"Father, Son, Holy War" is not the most artfully filmed and skillfully edited documentary one might see, however, what it lacks in mechanics is more than made up in subject matter.
About 6 years ago I entered a screening of this film hosted by the filmmaker completely unaware of the plight of women in India, unaware of the religious conflicts and violent riots between the Hindi majority and the Islamic minority, and utterly ignorant about the cultural foundations in India feeding the subcontinent's unimaginable overpopulation problems.

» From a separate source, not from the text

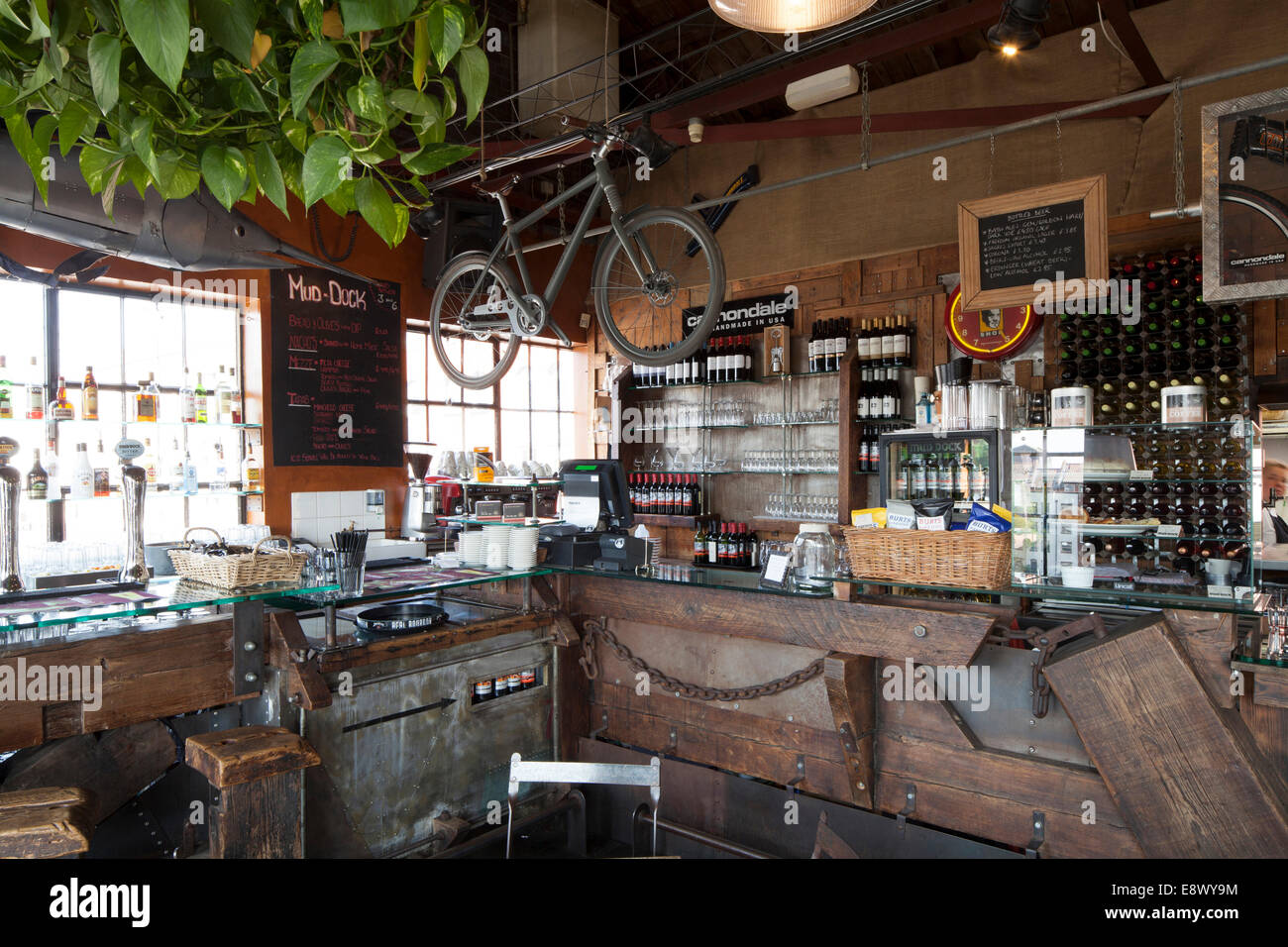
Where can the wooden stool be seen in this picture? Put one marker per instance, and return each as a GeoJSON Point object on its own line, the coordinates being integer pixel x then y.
{"type": "Point", "coordinates": [258, 772]}
{"type": "Point", "coordinates": [48, 822]}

This documentary gives the viewer an understanding of the belief system at work with both Indian Hindu's and Indian Moslems and some history of the practices that have victimized Indian women. Current day woman rights activists are seen working with secular organizations within India. And this is clearly where the director places hope for the future.
Looking at the overpopulation issue, one part of the film that remains clear in my mind shows the viewer a Muslim leader telling his male followers to never masturbate because their sacred duty is to father as many children as possible so that one future day the Muslim people can become the majority and gain control of political power. We then switch to seeing a Hindu leader telling his followers to have at least seven children so to earn the respect of the community and defend and preserve the heritage of Hindu's in India.
Another interesting subject explored is male aggression and machismo, and how it is supported and encouraged by cultural leaders.
Do Indian leaders use religion and male macho-ism as tools of control? The answer is yes and "Father, Son, Holy War" shows us how.
Filmmaker Anand Patwardhan is a Harvard University educated atheist and I am proud to say that I have met him. I hope he continues to make more films.